"Did you hurt yourself?"
I get this question a lot, whether I'm waiting at an intersection or just minding my business on campus.
Sure, people think there's nothing wrong with asking these questions, but in reality they can take quite a toll on the self-esteem of someone who has a lifelong disability.
I have a condition called spastic diplegia, a variation of cerebral palsy. It affects my lower extremities, causing me to walk slower in an almost penguin-like way. Other than that, I function relatively "normally."
The only issue is most others don't see it this way.
My childhood was different from other children's, to say the least. I spent most of my time wearing casts or being fitted for leg braces; I went to physical therapy instead of joining the peewee soccer league like the other kids.
But it wasn't until first grade when I started to register how "different" from everyone else I really was.
There were kids who would yell at me to get to the back of the lunch line because I was "too slow." I had a teacher who was hell-bent on putting me into a special education classroom because I "wasn't improving enough."
I was 6 years old.
However, I don't think I understood the gravity of the isolation I was feeling until I came to ASU.
At home, the outright comments lessened as I grew up, and any kind of different treatment I received was just chalked up to good old "Midwestern manners."
Everyone was trying to be nice: holding doors, apologizing profusely for bumping into me, among other things.
But at ASU, I started to notice a difference between the new people I met and people I knew growing up who performed these so-called "acts of kindness" in the tones of their voices and looks on their faces.
In my very first week of college, I was waiting for an elevator at Hayden Library, suffering on a particularly hot August day when a girl came up to me and said, "You know you can use the DART service, don’t you?"
I was so taken aback — I didn’t know how to respond.
It was the first time in years someone my age had pointed out my disability. I barely even notice it sometimes, so I stopped considering the fact others might.
I don't know if people are trying to be rude, or if they think they’re being kind.
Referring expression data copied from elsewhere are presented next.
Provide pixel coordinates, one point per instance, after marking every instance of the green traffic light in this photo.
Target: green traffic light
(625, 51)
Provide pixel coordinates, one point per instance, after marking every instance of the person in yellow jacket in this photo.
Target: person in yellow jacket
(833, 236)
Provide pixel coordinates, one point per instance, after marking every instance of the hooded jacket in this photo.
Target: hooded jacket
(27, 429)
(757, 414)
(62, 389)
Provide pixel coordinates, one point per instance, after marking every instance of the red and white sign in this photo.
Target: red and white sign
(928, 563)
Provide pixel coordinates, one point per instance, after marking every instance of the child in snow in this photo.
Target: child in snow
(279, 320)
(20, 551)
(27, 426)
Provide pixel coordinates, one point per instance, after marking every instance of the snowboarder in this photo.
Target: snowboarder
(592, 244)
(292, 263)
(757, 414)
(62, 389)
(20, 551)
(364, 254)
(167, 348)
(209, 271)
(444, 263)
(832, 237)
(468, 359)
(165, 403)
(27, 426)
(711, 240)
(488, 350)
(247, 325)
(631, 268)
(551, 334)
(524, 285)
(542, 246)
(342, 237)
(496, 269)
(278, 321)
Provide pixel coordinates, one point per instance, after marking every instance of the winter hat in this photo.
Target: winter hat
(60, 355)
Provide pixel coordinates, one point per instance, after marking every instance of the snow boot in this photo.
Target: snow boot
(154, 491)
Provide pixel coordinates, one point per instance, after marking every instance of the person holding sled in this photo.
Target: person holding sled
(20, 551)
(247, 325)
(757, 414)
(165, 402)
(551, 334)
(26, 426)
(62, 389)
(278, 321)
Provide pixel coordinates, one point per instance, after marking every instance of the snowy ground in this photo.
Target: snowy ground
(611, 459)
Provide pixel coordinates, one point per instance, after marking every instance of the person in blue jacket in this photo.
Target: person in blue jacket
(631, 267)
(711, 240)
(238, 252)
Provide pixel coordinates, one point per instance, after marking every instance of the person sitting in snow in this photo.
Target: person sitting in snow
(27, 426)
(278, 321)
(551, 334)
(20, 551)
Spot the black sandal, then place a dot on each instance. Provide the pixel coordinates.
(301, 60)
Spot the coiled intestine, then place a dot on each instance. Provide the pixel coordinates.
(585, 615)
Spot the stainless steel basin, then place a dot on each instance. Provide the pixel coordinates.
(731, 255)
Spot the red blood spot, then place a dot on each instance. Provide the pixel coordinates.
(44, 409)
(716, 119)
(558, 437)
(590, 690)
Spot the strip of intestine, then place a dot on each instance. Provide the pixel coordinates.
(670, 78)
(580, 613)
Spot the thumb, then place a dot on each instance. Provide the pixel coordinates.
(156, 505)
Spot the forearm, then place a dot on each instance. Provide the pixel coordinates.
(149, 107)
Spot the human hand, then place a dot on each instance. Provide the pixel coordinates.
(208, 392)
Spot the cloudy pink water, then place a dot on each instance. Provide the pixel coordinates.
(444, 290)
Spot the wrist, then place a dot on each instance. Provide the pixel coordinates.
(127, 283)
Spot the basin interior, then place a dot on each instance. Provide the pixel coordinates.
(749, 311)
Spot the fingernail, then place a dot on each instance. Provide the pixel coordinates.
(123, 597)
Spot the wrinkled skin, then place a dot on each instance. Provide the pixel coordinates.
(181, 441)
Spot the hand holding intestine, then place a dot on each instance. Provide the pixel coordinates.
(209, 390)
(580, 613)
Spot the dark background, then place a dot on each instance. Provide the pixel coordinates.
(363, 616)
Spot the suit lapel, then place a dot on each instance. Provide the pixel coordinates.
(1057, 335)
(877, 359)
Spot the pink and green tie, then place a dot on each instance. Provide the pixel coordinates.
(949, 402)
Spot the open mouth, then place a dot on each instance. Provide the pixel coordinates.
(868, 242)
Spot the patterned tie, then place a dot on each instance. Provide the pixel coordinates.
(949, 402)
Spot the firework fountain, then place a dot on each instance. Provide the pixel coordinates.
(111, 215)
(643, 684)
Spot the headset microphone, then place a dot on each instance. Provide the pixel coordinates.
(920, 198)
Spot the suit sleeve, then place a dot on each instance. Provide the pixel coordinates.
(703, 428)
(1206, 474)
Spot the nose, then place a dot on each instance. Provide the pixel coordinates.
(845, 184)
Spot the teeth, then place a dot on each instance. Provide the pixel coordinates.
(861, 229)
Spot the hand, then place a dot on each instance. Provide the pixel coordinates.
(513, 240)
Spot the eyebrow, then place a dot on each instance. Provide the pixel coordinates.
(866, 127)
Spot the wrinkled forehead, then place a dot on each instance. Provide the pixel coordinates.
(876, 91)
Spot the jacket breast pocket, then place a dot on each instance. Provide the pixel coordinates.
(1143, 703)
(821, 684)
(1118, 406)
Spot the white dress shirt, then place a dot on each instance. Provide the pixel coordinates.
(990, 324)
But it's important to note these types of comments make me feel incredibly insecure about myself and my abilities, which are pretty adequate.
Other times, people will come up to me and ask how I got "messed up" or why I'm drunk in the middle of the day.
My only response?
"What is wrong with you?"
While I've grown used to hearing comments like this, it ruins my day. I often get told these things around friends who don't view me as different in any way, so in my eyes it serves as a reminder for them, and me, that I'm not like them — not really.
I often wonder if these kids were ever taught it's not polite to stare? Because news flash: I can see you.
Everyone has bad days where they look in the mirror and don't exactly "feel like themselves." For me, this doesn’t happen in a "my thighs are too big," or "my hair looks awful" way.
It happens in a "Do I look weird? Are people looking?" way. And it's the most frustrating feeling ever.
I see myself as pretty normal. I can do the same things any other 22-year-old does. I have the same interests and the same problems, so my only question is, why am I the outcast?
We live in a society where we're encouraged to be different. But if we're too different, no one wants anything to do with us.
Despite this, I've grown to love all my little quirks over the years. I've found a circle of people who see no difference between me and them, and I am incredibly thankful.
There will always be people who see me as less than them. But do me a favor, and stop looking at me.
Because I'm not looking to judge you either.